I love her madly, already.

hardlyb said...

That's very cute. I wonder if anyone that every changed the world actually said that - I sort of doubt it. Even when world changers come from such privileged backgrounds, it seems to me that they are so obnoxiously driven (e.g., Bill Gates) that they wouldn't think of things in those terms. And I never heard anyone that was really brilliant refer to themselves as such.

Andrew Stevens said...

Hardlyb, that's the sort of thing people say because they would like it to be true, not because it actually is. I'll bet Alexander the Great did indeed say he was going to change the world and then he went out and did it. I have no doubt that Julius Caesar said he was going to change the world and then proceeded to do just that. Bill Clinton seems like precisely the sort of man who would have said, as a freshman in college, "I'm going to change the world" and, while not as obvious as Alexander or Caesar, I'm pretty sure he did.

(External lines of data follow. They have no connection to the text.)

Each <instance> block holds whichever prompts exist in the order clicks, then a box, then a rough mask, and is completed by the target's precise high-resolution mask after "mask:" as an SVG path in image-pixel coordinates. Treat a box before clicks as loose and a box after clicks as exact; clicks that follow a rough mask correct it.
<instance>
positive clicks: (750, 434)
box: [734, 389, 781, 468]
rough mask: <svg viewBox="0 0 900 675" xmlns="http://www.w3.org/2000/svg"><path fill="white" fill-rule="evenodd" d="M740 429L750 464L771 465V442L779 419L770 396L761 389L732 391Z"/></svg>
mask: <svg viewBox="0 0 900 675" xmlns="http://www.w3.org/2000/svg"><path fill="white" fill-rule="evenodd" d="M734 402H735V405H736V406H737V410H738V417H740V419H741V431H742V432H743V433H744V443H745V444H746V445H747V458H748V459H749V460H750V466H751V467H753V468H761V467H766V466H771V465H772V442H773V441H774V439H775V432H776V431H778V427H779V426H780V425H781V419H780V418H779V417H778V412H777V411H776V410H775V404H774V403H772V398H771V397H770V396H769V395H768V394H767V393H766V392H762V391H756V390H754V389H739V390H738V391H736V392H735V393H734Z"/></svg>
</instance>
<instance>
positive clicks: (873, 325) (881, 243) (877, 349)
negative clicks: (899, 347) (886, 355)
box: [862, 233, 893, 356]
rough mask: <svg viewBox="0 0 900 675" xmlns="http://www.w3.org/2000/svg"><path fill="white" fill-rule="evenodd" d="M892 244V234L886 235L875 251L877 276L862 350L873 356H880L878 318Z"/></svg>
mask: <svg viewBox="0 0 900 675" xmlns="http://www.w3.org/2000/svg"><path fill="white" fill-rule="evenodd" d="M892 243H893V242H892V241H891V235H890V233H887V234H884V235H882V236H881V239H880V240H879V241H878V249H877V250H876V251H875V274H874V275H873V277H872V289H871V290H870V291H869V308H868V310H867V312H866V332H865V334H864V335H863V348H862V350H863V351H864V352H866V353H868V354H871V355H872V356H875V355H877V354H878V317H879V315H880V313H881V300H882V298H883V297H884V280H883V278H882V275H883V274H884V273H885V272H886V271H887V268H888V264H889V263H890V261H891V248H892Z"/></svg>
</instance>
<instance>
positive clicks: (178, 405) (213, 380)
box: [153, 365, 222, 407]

I find that brilliant people don't tend to be any more self-effacing than anyone else and I've never met a brilliant person who I ever thought was so unperceptive that he/she didn't know he/she was brilliant. Are there also an awful lot of people who will say they're brilliant and who aren't any such thing? Of course. But, no, I do not agree that if someone says, "I'm brilliant," it is therefore a 100% bet that they aren't. The world just doesn't work that way, even if we wish it did. Some of the most brilliant people in history were absolutely insufferable egotists (e.g. Richard Wagner, Julius Caesar, Aristotle, Cicero, etc.). This makes them men of questionable virtue, not men of questionable intellect.

arethusa said...

Andrew Stevens, I'm not so sure that Alexander and Caesar did anything other than say, "I want to be the most powerful man in the world." This is different from saying, "I'm going to change the world." Changing the world was a corollary to their desire for power.

(I can, however, totally see Bill Clinton saying it. But I'd bet many of his classmates did, too - and then they didn't. Odds are against these particular 18-year-olds - who also probably don't have anything as specific in mind as Alexander and Caesar did, and that's the problem.)

Miss Self-Important said...

Mike: I'm willing to bet she's single.

Arps said...

I am afraid that I am biased on this one. To me, it matters whether this statement was made at Chicago or Harvard (Miss Self-Important's Alma Mater).

Miss Self-Important said...

We know it can't have been made at Chicago b/c move-in day would not be until, oh, Thanksgiving. Whether anyone there would make it is a question of a secondary nature.

Elaine Bell said...

At least she didn't say, "Then we're going to, like, change the world."

Jeff said...

I find it telling that she didn't say she was going to improve the world.

sarah marie said...

Thank you for making me laugh and snort my tea. Such classic freshman behavior. Actually, it's true that in January (s)he'll be drinking coffee and watching the snow. The bit about the coffee being to self-medicate for a hangover just got left out, perhaps.

As for changing the world... I suppose everyone does, ever-so-slightly.